Nach dem Abendessen versuchen wir unser Glück und brechen noch mal auf, um vielleicht die Mitternachtssonne zu sehen. Gimsøya ist dafür gut geeignet. Die Insel ist klein und größtenteils flach, so daß hier eigentlich keine Wolken hängenbleiben können, die einem die Sicht auf die Sonne versperren. Aber wie immer gibt es welche, die sich solcherlei Zwängen nicht unterwerfen wollen und doch genau über der Insel wie festgenagelt verharren. Melanie und ich spazieren im Hafen von Hovsund etwas herum und fahren anschließend noch mal die Nebenstraßen von Gimsøya ab, um vielleicht noch ein paar Fotomotive zu finden. Kurz nach Mitternacht sind wir wieder zu Hause.
Lille Molla
Sonntag, 6. Juni
Gestern haben wir uns ausgeruht, heute werden wir wieder einen kleinen Ausflug unternehmen.

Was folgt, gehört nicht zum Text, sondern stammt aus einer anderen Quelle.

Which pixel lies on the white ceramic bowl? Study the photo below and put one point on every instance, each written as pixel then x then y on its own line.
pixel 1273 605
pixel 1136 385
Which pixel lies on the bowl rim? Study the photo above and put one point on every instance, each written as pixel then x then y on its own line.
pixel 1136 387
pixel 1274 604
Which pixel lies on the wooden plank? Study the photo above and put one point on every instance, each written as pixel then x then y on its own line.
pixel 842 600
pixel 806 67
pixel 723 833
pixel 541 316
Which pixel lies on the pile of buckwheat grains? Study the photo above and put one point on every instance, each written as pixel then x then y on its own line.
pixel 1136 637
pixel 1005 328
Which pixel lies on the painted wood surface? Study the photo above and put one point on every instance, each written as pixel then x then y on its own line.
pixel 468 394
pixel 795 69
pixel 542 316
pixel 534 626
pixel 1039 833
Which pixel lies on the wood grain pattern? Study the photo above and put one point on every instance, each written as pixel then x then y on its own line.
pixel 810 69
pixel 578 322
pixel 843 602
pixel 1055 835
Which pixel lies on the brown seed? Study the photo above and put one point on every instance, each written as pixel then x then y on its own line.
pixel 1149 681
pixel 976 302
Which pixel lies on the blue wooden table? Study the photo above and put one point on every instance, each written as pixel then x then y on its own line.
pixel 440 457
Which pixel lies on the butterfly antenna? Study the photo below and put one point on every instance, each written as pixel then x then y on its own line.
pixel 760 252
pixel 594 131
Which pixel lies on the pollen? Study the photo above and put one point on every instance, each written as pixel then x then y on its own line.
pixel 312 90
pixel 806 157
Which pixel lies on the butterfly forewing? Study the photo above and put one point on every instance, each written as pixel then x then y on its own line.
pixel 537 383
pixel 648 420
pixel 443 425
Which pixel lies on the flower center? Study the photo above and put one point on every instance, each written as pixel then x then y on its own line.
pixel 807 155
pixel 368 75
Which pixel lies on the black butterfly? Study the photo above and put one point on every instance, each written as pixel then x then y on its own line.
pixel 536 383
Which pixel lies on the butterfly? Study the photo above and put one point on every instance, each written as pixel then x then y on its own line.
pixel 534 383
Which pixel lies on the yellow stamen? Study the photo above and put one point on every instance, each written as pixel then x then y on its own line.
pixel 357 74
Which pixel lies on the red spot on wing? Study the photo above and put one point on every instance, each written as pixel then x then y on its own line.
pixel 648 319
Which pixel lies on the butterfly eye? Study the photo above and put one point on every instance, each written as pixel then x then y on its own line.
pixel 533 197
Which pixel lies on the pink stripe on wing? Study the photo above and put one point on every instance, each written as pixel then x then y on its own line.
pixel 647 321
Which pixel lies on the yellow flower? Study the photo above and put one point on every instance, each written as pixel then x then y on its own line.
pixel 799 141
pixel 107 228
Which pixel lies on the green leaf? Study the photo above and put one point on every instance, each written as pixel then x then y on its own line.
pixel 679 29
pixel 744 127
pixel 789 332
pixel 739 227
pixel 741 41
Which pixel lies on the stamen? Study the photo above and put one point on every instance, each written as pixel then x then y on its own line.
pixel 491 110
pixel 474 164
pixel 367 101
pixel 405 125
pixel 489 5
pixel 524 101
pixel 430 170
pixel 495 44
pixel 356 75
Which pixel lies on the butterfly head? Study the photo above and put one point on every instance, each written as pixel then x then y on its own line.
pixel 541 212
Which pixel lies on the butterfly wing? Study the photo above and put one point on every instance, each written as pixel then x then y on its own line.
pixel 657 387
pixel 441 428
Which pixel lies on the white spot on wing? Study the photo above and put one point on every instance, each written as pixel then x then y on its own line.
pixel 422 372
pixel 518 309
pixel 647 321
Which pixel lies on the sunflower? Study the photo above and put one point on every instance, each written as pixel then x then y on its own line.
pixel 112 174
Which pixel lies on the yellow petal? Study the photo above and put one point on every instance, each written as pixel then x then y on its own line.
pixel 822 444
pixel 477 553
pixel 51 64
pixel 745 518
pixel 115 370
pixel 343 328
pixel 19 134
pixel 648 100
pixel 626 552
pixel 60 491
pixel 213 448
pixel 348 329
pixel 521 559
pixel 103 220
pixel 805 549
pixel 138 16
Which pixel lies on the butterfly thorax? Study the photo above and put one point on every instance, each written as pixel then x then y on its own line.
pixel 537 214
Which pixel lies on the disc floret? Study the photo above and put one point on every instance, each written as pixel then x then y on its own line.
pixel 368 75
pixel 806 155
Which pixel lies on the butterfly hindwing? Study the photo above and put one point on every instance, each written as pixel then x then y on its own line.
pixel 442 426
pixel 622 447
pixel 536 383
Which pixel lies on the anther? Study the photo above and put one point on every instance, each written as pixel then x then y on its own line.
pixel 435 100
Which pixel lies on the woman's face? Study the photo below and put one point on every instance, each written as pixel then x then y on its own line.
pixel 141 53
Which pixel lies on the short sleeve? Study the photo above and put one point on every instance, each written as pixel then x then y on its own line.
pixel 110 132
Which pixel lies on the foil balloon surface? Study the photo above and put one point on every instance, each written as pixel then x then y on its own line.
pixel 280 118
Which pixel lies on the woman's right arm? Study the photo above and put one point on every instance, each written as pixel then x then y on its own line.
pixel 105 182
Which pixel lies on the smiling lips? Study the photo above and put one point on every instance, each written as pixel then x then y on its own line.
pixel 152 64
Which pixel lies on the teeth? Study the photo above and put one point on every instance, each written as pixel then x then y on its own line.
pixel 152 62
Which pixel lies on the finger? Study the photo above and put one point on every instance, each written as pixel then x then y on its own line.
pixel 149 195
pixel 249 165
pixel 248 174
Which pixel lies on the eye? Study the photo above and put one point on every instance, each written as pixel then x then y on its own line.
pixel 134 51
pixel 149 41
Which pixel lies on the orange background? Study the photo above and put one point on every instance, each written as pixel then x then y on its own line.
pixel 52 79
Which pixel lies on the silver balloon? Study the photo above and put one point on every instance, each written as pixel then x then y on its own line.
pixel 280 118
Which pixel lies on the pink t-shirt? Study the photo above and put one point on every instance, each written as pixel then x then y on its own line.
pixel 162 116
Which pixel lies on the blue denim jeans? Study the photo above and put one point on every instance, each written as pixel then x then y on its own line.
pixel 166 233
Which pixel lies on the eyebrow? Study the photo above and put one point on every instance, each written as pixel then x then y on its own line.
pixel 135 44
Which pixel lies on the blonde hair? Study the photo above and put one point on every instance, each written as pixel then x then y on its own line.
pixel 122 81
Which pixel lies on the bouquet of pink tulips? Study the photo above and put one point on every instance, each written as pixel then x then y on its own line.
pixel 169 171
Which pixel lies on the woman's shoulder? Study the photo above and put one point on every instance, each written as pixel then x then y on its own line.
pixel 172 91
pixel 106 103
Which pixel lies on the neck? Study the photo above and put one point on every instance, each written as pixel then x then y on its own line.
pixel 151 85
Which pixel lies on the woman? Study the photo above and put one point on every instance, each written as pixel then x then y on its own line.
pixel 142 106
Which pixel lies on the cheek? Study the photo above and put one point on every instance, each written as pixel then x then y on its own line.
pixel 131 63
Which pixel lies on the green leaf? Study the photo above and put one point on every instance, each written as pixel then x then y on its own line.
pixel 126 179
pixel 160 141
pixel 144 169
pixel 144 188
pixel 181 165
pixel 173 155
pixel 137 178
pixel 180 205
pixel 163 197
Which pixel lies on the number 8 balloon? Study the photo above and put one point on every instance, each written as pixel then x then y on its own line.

Am Vormittag wandern wir zum Lille Kongsvatnet und drum herum. Schönes Wetter, leichtes Gelände – das gefällt auch Melanie. Nach einer kleinen Stärkung zum Mittag heißt das Ziel: Raftsund.
Wir passen die Einfahrt des Postschiffes an der Raftsundbrücke ab und fahren dann etwas voraus, um es später bei Tennstrand noch mal von den Felsen am Ufer aus zu beobachten. Ein paar neue, potentiell gute Fotospots werden im Navi markiert, aber nicht ausprobiert, weil ich die Geduld meiner Liebsten am vorletzten Reisetag nicht übermäßig strapazieren will. Wir fahren weiter auf die Halbinsel Årsteinen. Am Strand Trollskarholmen findet Melanie dann endlich ein paar richtig schöne Muscheln, die sie als Deko mit heim nehmen kann.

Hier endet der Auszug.